Bonnie and Clyde are passionate lovers flush with intoxicating fame — until, you know, they are killed

Dyin’ ain’t so bad / Not if we both go together / Only when one’s left behind / Does it get sad / But a short and lovin’ life / A short and lovin’ life / That ain’t so bad — a Bonnie and Clyde duet

Utah audiences love Frank Wildhorn musicals. The Scarlet Pimpernel and Jekyll & Hyde are near the top of the state’s (short) list of often-produced shows.

Nearly unseen is Bonnie and Clyde, despite its revealing book (by a then-musical-theater newcomer Ivan Menchell) and a skillful blend of musical styles — from bluegrass to jazz to gospel — that effectively captures the era, along Wildhorn’s blustery power ballads. On Broadway, Bonnie and Clyde had a short and, by launching to stardom Laura Osnes and Jeremy Jordan, lovin’ life.

It would only take a committed cast delivering energetic performances in the romanticized storyline for the show to stand tall beside The Scarlet Pimpernel and Jekyll & Hyde. Pioneer Theatre Company’s production easily meets that demand.

With robust vocals as its hallmark, Bonnie and Clyde is passionately staged, and the energetic cast delivers spirited performances. It’d be criminal to miss it.

Alanna Saunders as Bonnie and Michael William Nigro as Clyde.
Photo: BW Productions

Michael William Nigro is every inch Clyde Barrow.

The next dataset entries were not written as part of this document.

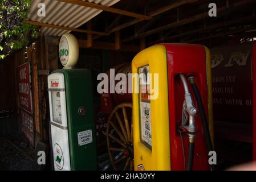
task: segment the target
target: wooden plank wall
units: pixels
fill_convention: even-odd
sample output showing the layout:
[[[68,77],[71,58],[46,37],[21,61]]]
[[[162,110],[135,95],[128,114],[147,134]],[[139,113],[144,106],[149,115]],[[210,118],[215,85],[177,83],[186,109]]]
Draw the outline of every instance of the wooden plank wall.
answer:
[[[58,39],[52,38],[52,39]],[[58,69],[58,46],[52,45],[49,42],[49,38],[41,36],[39,39],[26,49],[17,51],[6,60],[9,67],[3,67],[0,63],[0,81],[1,85],[8,85],[7,90],[0,91],[0,106],[5,106],[5,103],[12,103],[16,115],[18,132],[21,132],[20,108],[18,104],[18,77],[17,68],[19,65],[29,61],[31,65],[31,88],[33,103],[33,114],[34,126],[35,147],[37,142],[49,143],[50,114],[47,92],[47,76],[51,71]],[[27,55],[25,53],[27,52]],[[6,68],[2,68],[5,67]],[[5,73],[5,70],[7,73]],[[10,72],[9,71],[11,71]],[[5,75],[3,77],[2,75]],[[6,75],[6,76],[5,76]],[[35,77],[35,76],[37,76]],[[3,79],[5,78],[5,79]],[[5,78],[7,78],[6,79]],[[37,81],[34,80],[37,78]],[[3,81],[2,81],[2,80]],[[10,81],[11,80],[11,81]],[[7,84],[7,82],[13,82]],[[1,86],[2,88],[2,86]],[[2,89],[1,89],[2,90]],[[36,90],[38,90],[37,92]],[[2,97],[10,98],[11,102],[6,101]],[[38,102],[36,102],[37,100]],[[3,102],[2,103],[2,102]],[[39,111],[37,113],[36,111]],[[36,126],[36,123],[37,126]]]

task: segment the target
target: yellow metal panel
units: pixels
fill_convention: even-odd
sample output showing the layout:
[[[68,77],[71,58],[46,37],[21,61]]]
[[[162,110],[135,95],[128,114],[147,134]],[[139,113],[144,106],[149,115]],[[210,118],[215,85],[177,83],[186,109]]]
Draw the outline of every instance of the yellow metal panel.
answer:
[[[138,68],[149,65],[149,73],[159,73],[159,97],[151,100],[152,150],[140,141],[139,94],[132,95],[133,112],[134,164],[143,164],[145,170],[170,170],[167,63],[165,47],[154,46],[139,53],[132,63],[133,73]],[[139,80],[133,81],[133,91],[139,89]],[[153,83],[152,84],[154,85]]]
[[[210,51],[205,46],[204,46],[205,49],[206,59],[206,72],[207,72],[207,84],[208,90],[208,113],[209,113],[209,128],[210,130],[210,135],[212,139],[213,147],[214,146],[214,130],[213,124],[213,94],[212,86],[212,68]],[[214,147],[213,147],[214,148]]]

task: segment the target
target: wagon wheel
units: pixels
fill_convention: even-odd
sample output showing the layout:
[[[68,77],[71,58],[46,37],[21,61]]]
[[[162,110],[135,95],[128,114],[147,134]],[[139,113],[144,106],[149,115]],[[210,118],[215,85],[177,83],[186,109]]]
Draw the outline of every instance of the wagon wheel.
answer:
[[[133,169],[132,105],[123,103],[111,112],[107,127],[107,143],[115,170]]]

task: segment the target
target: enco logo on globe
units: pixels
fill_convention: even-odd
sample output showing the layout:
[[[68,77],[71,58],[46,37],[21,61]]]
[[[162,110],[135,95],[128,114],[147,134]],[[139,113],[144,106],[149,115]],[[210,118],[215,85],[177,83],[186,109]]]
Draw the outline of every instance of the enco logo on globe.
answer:
[[[115,75],[115,69],[110,69],[110,78],[106,73],[99,74],[97,80],[101,81],[97,86],[97,91],[99,93],[109,93],[109,92],[117,94],[140,93],[139,86],[133,88],[132,81],[133,81],[135,83],[139,83],[139,80],[140,80],[141,85],[148,85],[147,89],[141,90],[140,93],[148,94],[149,100],[157,99],[159,97],[159,73],[128,73],[128,81],[127,75],[124,73],[118,73]],[[109,81],[110,84],[109,84]],[[119,82],[115,84],[116,81],[119,81]],[[127,84],[127,81],[128,84]],[[152,86],[153,85],[153,86]],[[128,85],[128,88],[127,88],[127,85]]]

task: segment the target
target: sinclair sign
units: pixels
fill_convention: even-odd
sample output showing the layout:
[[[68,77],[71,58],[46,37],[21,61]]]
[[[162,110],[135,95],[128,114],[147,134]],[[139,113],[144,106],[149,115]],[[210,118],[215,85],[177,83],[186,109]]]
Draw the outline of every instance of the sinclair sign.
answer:
[[[19,77],[19,107],[32,114],[32,94],[31,90],[30,64],[25,63],[18,67]]]

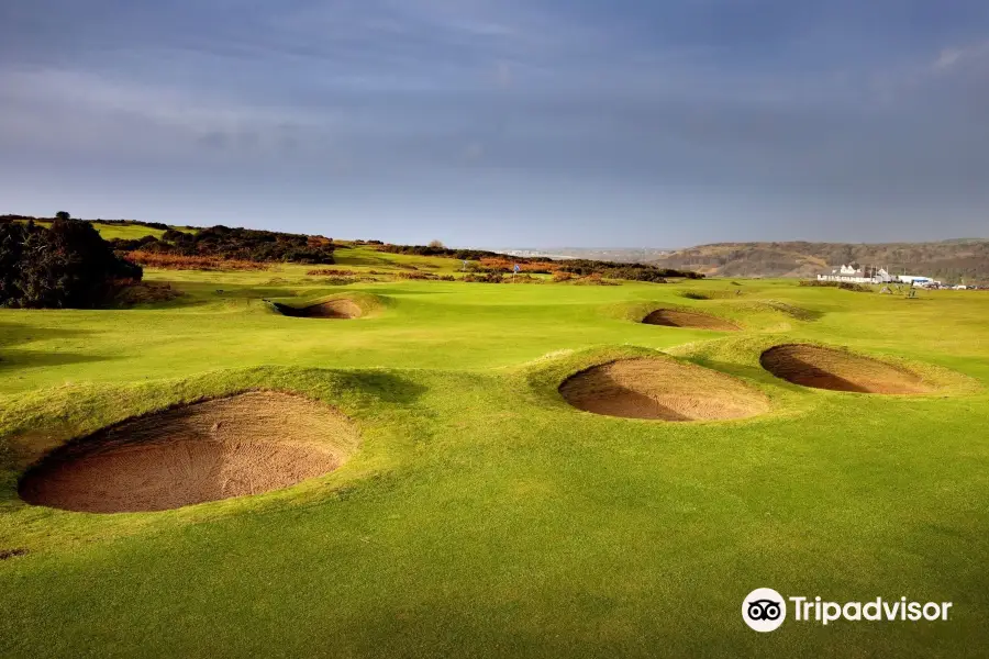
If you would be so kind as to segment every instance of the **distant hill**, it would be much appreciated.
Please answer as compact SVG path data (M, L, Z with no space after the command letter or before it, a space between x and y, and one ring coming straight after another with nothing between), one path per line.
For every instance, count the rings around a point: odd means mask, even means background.
M649 259L664 268L713 277L813 277L855 264L892 273L926 275L946 282L989 281L989 239L940 243L715 243L677 249Z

He has a smart grasp on the character and is equally adept at an up-tempo country swing tune as he is at a calmly seductive love ballad. Accompanying himself on the ukulele, his “Bonnie” ballad is a delight. Nitpicking, his ardent focus on the drama omits the humor of several witty retorts.

Alanna Saunders makes each of Bonnie’s songs stylistically her own, notably in “Dyin’ Ain’t So Bad.” What’s missing in her characterization that is so vividly witnessed in Nigro’s Clyde is the development of small-town hicks to hardened killers. She overcomes the unintentionally horrible schoolmarm wigs she’s asked to wear to become “a ravishing redhead.”

Dan Deluca is appealing as Clyde’s devoted brother, Buck. As Buck’s god-fearing wife, Blanche, Gina Milo has a lovely second-act ballad, “That’s What You Call a Dream.”

Ben Jacoby as Ted Hinton in Bonnie and Clyde.
Photo: BW Productions

A surprise is the golden-throated Ben Jacoby. In the too-small role of Ted Hinton, he shows off a mighty belt of a singing voice and an excellent range of emotion. Ted is immensely conflicted as Bonnie’s wholesome suitor who, as a lawman, ended up in the posse that killed her. Jacoby harmonizes brilliantly with Nigro in “You Can Do Better Than Him.”

The actors are gifted by the perceptive Gerry McIntyre as director/choreographer. The audience first recognizes his accurately measured understanding of the show’s intentions by reading his insightful notes in the playbill.

But there is a misstep. When Bonnie and Clyde died in a hail of bullets, they achieved a kind of immortality largely because of the brutality of their demise. Written into the script is a prologue of the horrific death scene, with Clyde “dead in the front seat with blood covering his face and [Bonnie’s] lifeless head on his shoulder.” Eliminating that opening scene robs empathy for the lovers — and is akin to excising the iceberg from the story of the Titanic.